Юра долго стоял, переваривая. Здесь больше не было ответов. Только указатель.
Он кивнул, больше себе, чем старику.
— Спасибо, Василий Игоревич.
Уже у двери взгляд упал на чай, треснувшие очки, бедную похлёбку. Хоть старость и не лечится, но семейного врача вызвать можно. И девчонке за хлопоты помочь хоть продуктами.
— Я к матери съезжу, — сказал он уже спокойнее. — Вернусь, зайду. Договорились?
— Договорились, командир… — В голосе старика прозвучала слабая искорка благодарности. — И удачи тебе, Юр.
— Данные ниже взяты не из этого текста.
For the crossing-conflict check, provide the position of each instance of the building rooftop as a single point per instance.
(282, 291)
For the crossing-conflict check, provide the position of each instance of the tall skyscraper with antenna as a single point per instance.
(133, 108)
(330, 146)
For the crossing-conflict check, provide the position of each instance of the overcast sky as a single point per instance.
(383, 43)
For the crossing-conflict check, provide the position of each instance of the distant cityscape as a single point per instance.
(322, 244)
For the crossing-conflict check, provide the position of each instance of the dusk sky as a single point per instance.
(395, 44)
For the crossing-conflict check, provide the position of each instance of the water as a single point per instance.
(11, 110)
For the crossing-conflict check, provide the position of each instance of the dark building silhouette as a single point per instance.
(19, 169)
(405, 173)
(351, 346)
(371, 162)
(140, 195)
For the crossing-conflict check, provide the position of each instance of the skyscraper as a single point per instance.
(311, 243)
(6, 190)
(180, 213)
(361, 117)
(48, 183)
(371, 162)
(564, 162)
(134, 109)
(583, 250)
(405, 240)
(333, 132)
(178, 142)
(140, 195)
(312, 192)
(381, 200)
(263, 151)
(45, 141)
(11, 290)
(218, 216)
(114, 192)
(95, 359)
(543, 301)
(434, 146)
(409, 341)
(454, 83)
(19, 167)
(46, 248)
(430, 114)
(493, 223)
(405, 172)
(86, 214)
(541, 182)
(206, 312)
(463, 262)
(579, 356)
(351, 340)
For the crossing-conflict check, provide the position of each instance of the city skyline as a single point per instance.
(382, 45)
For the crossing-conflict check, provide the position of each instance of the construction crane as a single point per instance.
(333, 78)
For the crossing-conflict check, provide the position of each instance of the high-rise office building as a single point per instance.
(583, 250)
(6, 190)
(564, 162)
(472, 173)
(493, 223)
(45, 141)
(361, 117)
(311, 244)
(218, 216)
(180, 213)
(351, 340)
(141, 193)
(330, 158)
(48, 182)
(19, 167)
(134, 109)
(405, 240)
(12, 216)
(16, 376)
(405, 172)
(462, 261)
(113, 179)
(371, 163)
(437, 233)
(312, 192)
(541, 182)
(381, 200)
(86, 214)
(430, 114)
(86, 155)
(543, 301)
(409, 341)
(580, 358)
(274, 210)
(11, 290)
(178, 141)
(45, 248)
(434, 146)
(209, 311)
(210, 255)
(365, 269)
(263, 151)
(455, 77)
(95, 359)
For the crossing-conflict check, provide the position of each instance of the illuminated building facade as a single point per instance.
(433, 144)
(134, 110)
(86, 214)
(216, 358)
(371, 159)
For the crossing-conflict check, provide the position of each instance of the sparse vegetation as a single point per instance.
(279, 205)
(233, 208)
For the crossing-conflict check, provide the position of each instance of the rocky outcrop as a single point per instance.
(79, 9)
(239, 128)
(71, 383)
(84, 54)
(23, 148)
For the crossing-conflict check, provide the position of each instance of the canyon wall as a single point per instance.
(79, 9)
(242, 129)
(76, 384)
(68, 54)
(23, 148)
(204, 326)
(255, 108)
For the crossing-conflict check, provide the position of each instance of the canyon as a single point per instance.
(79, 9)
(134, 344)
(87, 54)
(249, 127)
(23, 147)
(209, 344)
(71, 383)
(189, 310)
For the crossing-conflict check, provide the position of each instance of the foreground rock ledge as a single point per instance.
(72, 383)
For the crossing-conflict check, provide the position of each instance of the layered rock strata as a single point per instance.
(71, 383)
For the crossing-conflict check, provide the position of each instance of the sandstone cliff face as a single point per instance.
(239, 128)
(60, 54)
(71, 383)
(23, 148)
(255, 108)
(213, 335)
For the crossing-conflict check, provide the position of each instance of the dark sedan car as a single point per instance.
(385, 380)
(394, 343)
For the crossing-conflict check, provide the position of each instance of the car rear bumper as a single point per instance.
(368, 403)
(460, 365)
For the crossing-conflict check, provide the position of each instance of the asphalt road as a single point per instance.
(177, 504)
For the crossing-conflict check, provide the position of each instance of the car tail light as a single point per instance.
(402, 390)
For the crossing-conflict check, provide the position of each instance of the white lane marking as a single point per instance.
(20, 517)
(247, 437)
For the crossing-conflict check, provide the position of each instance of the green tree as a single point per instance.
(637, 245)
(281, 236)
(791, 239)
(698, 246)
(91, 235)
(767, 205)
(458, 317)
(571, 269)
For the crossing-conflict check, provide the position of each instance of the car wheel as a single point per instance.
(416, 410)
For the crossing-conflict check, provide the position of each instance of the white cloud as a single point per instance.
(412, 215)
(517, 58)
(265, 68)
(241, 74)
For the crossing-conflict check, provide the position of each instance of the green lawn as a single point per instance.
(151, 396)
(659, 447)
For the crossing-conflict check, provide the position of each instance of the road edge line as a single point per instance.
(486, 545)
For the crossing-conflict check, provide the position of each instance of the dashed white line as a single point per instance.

Когда он прикрыл за собой дверь, холодный воздух ударил в лицо, как пощёчина, зато внутри уже горел чёткий план: Ласточкин остров — мать — правда. А потом он найдёт и пришлого Сеньку, и того слугу, что забирал почту. Ниточка за ниточкой. Ему был нужен адрес. И он его получил. А ещё он получил подтверждение: здесь, в этом доме, действовала система. Кто-то забирал почту. Кто-то опечатывал поместья. Кто-то «давал шанс» его матери сбежать.
Отец? Или кто-то другой?
Он бросил последний взгляд на дом Ершовых. «Надолго никто не возвращался».
«Но я вернулся, — подумал он, закуривая. — И теперь я не успокоюсь, пока всё не узнаю. Особенно о тебе, Мари».
Глава 4. Перед дорогой
До Ласточкина острова несколько дней пути. Вернувшись в пустой дом, Юра не стал медлить. Надо было действовать привычно: разведка, связь, план.
Он поднялся в кабинет, сел за отцовский, теперь уже свой, стол, достал писчую бумагу, нашёл чудом не высохшие чернила и написал три письма.
Три выстрела в неизвестность.
Первое — в контору Р. Л. фон Берга. Сухой, чёткий запрос: состояние имущества, статус членов семьи, известные адреса, необходимые действия по факту его возвращения. Он сообщил о чине и факте возвращения, приложил копии документов. Пусть знают, с кем имеют дело.
Второе — в городскую канцелярию. Уведомление о прибытии, запрос по статусу дома. И хитрый ход, родившийся из фронтовой смекалки: соседнее владение Ершовых, не является ли оно городской собственностью? Если нет, то кто подписант для купчей? Это был не настоящий интерес к покупке, а попытка раскрутить клубок, получив хоть какие-то зацепки.
Третье письмо — главное. Не официальное.
Он написал его быстро, почти без помарок, тем самым почерком, которым на фронте писали срочные донесения.
Серёжа.
Не зря оставил мне адрес. Надеюсь, застану тебя протрезвевшим, сытым и в сапогах. Прости наш юмор.
Ты мне нужен, со всеми твоими ребятами.
Ситуация: вернулся — дома никого. Отец ушёл первым, оставив мать на бюрократическом пайке. Мать сбежала следом. Дома опечатаны. Почту восемь лет системно изымали. Сосед дал адрес матери — Ласточкин остров. У Ершовых та же пустота.
Надо найти брата, мать, Мари и Владимира Ершовых.
Что сделал: подаю официальные запросы, но от них жду мало. Основная надежда на тебя.
К матери еду сейчас. Долго не задержусь, если только обстоятельства не изменятся. Пиши мне до востребования на главпочтамт. Заберу по возвращении и сразу в твою контору.
Все расходы мои. В этом не сомневайся.
P.S. Не против стать моим поверенным? По старой дружбе и новому делу.
Желаю женщин, вина и чтоб голова не болела. Юра Б.
Он отложил перо.
Последние годы изменили его. Один в поле не воин. Эту простую вещь он усвоил слишком хорошо. Ему нужны были все ресурсы: законники, сыщики, связи, люди. Хватит бегать по опустевшим комнатам и выпытывать правду у полуслепых стариков. Пора воевать за свою жизнь другими методами.